Re: HTML5 encodings

From: Asmus Freytag (asmusf@ix.netcom.com)
Date: Sun Dec 27 2009 - 20:07:55 CST

  • Next message: - -: "Filtering and displaying untrusted UTF-8"

    On 12/27/2009 5:28 PM, David Starner wrote:
    > On Sun, Dec 27, 2009 at 7:10 PM, Asmus Freytag <asmusf@ix.netcom.com> wrote:
    >
    >> The first speaks directly to the topic of resynchronization. In the legacy
    >> DBCS encodings, certain byte values satisfied the conditions to be either a
    >> leading byte or a trailing byte. The encoding scheme imposes no limit on the
    >> length of runs of such bytes, making resynchronization, in the worst case,
    >> the same as re-reading the data stream from the start. Compare that to the
    >> UTFs where the worst case requires examining 4 bytes to resynchronize.
    >>
    >
    > How do you resynchronize UTF-16? An byte-wise arbitrary seek into ...
    > 43 42 43 42 43 42 43 ... could give 䍂 repeatedly or 䉃 repeatedly.
    >
    In order to resynchronize any encoding you need to know which one it is.
    That means, you know for UTF-16 that all code units are 16-bits wide.
    You may need to know the offset to the beginning of the data (or
    buffer), after that, you know that code units start on either even or
    odd bytes (depending on whether your data are aligned). That's less
    onerous than having to scan back to that location or to read from that
    location in order to synchronize.

    Anyway, thanks for bringing out explicitly the implicit assumption I had
    made when making may statement. If you know any character boundary
    (start of first character) then a single byte access at an even multiple
    from that location tells you for UTF-16 whether you are at a start of a
    single code unit, or the lead/tail end of a surrogate pair.

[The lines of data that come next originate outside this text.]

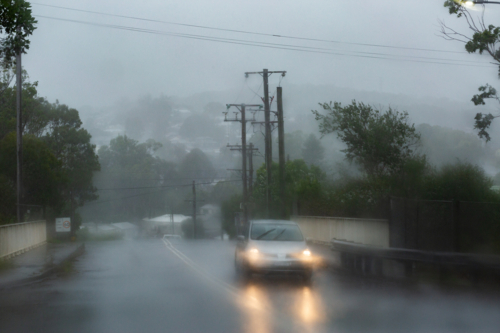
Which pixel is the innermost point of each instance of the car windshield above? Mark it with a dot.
(276, 232)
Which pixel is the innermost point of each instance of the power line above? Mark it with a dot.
(358, 54)
(245, 32)
(164, 186)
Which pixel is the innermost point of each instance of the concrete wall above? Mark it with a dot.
(20, 237)
(364, 231)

    This suggests a third metric:
    Some encodings (UTF16, DBCS) can't be synchronized at all (in the worst
    case) if you don't know at least one character boundary, while some
    encodings can be synchronized from purely local context (UFT-8 and UTF-32).

    (UTF-16 differs from DBCS in that the known character boundary can be
    anywhere in the data w/o change in the work required to actually
    resynchronize because the code units are fixed length. DBCS differs from
    UTF-16 in that in the best case, you can often discover an unambiguous
    boundary by scanning less than the maximal distance.)

    For most practical purposes, random access without also knowing the
    boundaries of your data buffer aren't very useful. How do you know when
    you've reached the end of your data? Or, if you do end up scanning back,
    how do you know when you have reached the beginning of your data? Or
    even, how do you know that your random access is even inside your buffer?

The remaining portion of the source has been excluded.